Il cielo era rimasto grigio per così tanto tempo che nessuno ricordava più il colore dell’alba. Non era un futuro distopico, quello immaginato mille volte nei film. Non era una vecchia serie televisiva. Fumi inquinavano l'aria, liquami di ogni genere l'acqua.

 

Le città erano scheletri di cemento e silenzio, i fiumi scorrevano lenti e pesanti, come se portassero ancora il peso delle ceneri. La guerra atomica aveva consumato tutto: nazioni, ideali, perfino i nomi delle cose. Gli uomini non combattevano più per vincere, ma per non sparire. Ogni cazzo di goccia d'acqua valeva più dell'oro. Il cibo, per come era stato conosciuto, non era più in commercio. Le persone vagavano con i vecchi carrelli della spesa a raccattare, dai vecchi resti, ciò che ancora potevano trovare, magari staccando ogni sorta di oggetto da residui ormai dissolti di vita umana.

 

Eppure, in mezzo a quella fine che sembrava eterna, qualcosa stava per cominciare.

Tutti lo sapevano, e in molti ci speravano.

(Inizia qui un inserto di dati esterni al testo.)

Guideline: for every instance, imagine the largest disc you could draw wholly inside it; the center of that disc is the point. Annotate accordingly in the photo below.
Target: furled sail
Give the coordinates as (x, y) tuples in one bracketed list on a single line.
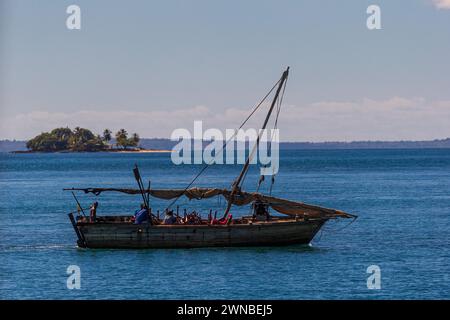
[(241, 198)]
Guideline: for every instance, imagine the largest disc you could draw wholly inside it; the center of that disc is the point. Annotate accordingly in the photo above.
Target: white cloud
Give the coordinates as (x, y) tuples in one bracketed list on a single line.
[(396, 118), (442, 4)]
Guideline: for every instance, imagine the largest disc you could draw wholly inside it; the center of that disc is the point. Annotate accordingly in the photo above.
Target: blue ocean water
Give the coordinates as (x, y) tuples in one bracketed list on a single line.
[(401, 197)]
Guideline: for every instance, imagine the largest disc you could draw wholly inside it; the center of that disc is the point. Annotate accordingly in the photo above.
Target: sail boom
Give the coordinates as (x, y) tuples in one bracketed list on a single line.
[(240, 198)]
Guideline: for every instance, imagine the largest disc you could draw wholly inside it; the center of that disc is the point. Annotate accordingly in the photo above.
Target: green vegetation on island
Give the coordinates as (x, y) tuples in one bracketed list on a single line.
[(81, 139)]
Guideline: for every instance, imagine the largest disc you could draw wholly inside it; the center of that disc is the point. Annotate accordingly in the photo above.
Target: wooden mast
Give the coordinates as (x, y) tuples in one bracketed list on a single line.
[(236, 183)]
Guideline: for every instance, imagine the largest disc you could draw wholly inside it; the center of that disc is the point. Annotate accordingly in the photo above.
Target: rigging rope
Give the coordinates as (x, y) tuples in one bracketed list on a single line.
[(226, 143)]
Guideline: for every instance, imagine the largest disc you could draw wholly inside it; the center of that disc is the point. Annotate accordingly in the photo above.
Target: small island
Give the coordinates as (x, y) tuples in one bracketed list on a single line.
[(84, 140)]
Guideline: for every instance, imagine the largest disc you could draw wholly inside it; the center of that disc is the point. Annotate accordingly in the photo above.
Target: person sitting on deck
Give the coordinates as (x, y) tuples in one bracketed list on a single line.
[(226, 220), (93, 211), (169, 218), (260, 212), (141, 215)]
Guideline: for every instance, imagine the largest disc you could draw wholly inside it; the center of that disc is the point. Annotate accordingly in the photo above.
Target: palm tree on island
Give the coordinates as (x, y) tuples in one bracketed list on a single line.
[(80, 140)]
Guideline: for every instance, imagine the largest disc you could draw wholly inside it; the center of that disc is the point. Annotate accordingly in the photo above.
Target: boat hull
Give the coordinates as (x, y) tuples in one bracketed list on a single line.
[(126, 235)]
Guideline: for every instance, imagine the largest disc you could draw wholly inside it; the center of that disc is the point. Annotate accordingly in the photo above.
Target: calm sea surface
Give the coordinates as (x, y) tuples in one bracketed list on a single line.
[(402, 198)]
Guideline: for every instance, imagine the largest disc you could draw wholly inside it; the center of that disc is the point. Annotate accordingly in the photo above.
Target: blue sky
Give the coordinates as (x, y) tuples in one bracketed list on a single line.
[(154, 66)]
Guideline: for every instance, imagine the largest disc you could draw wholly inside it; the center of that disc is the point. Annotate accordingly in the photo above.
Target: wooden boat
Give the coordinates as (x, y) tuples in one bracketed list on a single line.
[(299, 225)]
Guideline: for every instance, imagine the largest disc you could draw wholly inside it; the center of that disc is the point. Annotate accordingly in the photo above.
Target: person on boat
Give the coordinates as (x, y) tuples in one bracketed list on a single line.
[(225, 221), (141, 215), (169, 218), (260, 212), (93, 211)]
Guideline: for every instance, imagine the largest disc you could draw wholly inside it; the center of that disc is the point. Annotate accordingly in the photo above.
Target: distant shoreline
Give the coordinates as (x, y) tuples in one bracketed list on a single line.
[(155, 145), (102, 151)]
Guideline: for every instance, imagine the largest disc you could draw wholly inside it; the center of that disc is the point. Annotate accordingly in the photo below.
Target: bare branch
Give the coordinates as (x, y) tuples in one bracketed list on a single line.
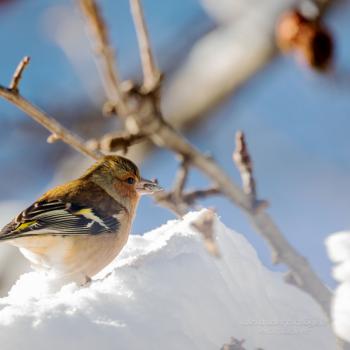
[(181, 178), (107, 62), (204, 224), (147, 116), (191, 197), (151, 75), (116, 141), (16, 78), (244, 164), (49, 123)]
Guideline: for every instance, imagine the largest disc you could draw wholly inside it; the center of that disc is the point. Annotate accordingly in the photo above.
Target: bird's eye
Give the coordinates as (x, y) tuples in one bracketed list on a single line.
[(130, 180)]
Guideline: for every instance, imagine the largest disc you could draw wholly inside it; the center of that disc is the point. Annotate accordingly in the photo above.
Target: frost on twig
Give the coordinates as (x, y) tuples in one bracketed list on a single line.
[(17, 75), (234, 344), (244, 164), (204, 224)]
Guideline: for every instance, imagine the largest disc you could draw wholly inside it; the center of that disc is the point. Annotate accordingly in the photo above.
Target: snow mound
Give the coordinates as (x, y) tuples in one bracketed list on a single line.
[(338, 246), (166, 292)]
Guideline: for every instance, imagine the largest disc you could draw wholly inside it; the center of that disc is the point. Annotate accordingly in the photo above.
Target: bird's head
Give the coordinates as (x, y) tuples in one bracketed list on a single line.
[(121, 176)]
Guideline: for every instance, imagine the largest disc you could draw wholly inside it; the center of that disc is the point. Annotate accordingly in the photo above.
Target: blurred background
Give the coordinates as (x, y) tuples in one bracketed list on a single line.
[(223, 73)]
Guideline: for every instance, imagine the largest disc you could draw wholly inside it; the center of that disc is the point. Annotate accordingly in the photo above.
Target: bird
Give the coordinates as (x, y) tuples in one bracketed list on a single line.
[(76, 229)]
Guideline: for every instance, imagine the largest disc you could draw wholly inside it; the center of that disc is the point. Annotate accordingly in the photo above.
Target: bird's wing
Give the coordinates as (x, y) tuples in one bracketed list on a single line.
[(59, 218)]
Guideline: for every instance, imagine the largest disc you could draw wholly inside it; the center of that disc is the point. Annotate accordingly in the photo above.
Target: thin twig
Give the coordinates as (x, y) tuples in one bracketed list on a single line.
[(16, 78), (116, 141), (244, 164), (107, 62), (58, 131), (191, 197), (181, 178), (151, 74), (48, 122), (163, 135)]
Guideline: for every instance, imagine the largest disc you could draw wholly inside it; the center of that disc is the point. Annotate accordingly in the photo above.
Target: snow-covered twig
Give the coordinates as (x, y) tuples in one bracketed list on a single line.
[(146, 116)]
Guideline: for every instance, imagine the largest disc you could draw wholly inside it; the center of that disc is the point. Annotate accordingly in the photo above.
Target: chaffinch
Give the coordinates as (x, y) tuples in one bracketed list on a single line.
[(78, 228)]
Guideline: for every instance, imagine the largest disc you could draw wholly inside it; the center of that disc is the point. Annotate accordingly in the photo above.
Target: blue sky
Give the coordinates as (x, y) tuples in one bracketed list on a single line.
[(296, 121)]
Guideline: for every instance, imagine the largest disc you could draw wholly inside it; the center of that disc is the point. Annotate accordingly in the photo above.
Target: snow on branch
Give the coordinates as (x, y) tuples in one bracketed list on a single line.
[(142, 115), (165, 292)]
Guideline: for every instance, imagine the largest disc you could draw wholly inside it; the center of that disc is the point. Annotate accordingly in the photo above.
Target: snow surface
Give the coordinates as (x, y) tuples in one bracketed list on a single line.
[(338, 246), (166, 292)]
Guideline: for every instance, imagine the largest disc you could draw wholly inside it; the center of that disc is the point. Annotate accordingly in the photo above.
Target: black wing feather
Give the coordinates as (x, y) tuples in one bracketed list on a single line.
[(59, 218)]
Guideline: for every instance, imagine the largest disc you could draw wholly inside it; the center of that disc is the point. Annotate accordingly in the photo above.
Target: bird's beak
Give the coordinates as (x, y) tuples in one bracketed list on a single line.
[(147, 187)]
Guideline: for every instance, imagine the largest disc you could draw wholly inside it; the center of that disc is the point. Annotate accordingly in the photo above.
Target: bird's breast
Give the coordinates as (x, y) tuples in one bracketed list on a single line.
[(75, 257)]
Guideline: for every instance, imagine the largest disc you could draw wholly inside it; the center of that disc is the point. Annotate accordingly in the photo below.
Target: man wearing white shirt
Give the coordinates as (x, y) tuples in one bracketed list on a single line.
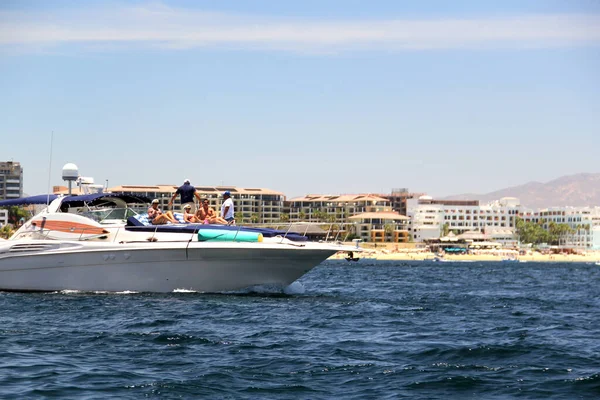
[(227, 208)]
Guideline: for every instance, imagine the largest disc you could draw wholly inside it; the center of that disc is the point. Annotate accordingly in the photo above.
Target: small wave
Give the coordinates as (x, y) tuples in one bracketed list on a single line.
[(294, 288), (184, 291)]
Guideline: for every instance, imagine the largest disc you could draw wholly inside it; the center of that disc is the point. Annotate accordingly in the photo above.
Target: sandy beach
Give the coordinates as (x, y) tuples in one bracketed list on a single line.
[(588, 257)]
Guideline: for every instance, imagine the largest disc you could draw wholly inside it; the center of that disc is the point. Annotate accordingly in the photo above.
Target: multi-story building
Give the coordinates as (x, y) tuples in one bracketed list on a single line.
[(252, 205), (583, 221), (333, 208), (11, 180), (399, 199), (369, 217), (429, 218)]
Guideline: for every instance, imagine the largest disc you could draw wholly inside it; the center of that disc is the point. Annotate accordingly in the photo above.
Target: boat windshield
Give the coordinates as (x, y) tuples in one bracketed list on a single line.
[(103, 214)]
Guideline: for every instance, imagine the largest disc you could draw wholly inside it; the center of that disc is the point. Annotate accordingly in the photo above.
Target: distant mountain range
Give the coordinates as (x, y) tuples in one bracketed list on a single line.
[(572, 190)]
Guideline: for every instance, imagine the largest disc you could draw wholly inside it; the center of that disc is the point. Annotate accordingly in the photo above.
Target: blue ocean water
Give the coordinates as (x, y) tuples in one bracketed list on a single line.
[(382, 330)]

Era scritto su un vecchio libro, forse una leggenda, una risorsa. Ma non era qualcosa che apparteneva a nessuna religione mai conosciuta. Non era un segno del cielo, piuttosto qualcosa di più antico.

"Sarà un bimbo di bronzo metallo, estratto dalla roccia, fuso come lava incandescente e nato dalla purezza dell'ultima goccia di vita umana. E abbasseranno i caschi davanti a lui e deporranno le armi, perché la sua appartenenza sarà salvifica."

 

Lei si chiamava May, anche se nessuno lo sapeva davvero, perché era così che si faceva chiamare. Viveva nascosta sotto le rovine di una vecchia metropolitana, in una comunità che non esisteva su nessuna mappa. La chiamavano “la clandestina” perché non era registrata, non apparteneva a nessuna fazione, non portava marchi né giuramenti. Nessuna divisa, niente di niente. I suoi occhi erano grandi e neri, i suoi capelli crespi e arruffati. La sua pelle, sotto uno strato di stracci e polveri, era liscia e bruna. I suoi tratti non lasciavano dubbi.

 

May custodiva un segreto. Non sapeva che sarebbe stato così, ma avvertiva il peso di un pensiero enorme. Era scappata dalla sua terra per salvare qualcosa che portava dentro. Bambino o bambina, non era dato saperlo.

 

Da mesi, le voci correvano tra i sopravvissuti: un bambino sarebbe nato, diverso da tutti gli altri. Non malato, non segnato dalle radiazioni. Un bambino capace di adattarsi, di resistere, forse persino di guarire la terra stessa. Alcuni lo chiamavano mito, altri speranza. Gli eserciti lo cercavano per controllarlo… o distruggerlo. La guerra era rimasta l'unica forma di sopravvivenza possibile e gli ordini erano chiari: nessuno poteva alterare quell'equilibrio mortale.

 

May lo aveva capito e, nonostante potesse rimanere sospesa nel silenzio di quelle gallerie, preferiva rendersi utile, portando ciò che poteva condividere con gli altri sopravvissuti. Curava le ferite, sapeva parlare in una lingua che nessuno capiva, ma le sue parole avevano un suono diverso che arrivava nella profondità di quelli che la incontravano. E le sue parole estraevano purezza nel fango dell'anima dei sopravvissuti.

 

May agiva così, giorno dopo giorno, finché...

 

Due eserciti si erano avvicinati alla metropolitana: da un lato le Brigate del Nord, dall’altro le Milizie di Cenere. Nemici da sempre, pronti a combattersi fino all’ultimo respiro. Quel giorno avevano capito che qualcosa nell'aria era diverso dal solito. Nuvole enormi, nere, cariche di elettricità, non come quando esplosero le prime atomiche. L'aria era fredda, non bollente come quando si elevarono i cinque funghi incandescenti sull'Europa, sull'Asia, sulle Americhe.

 

Eppure lo avevano capito tutti. Perché era stato risparmiato il continente africano, già martoriato nei secoli passati: l'unico da cui non poter più rubare risorse.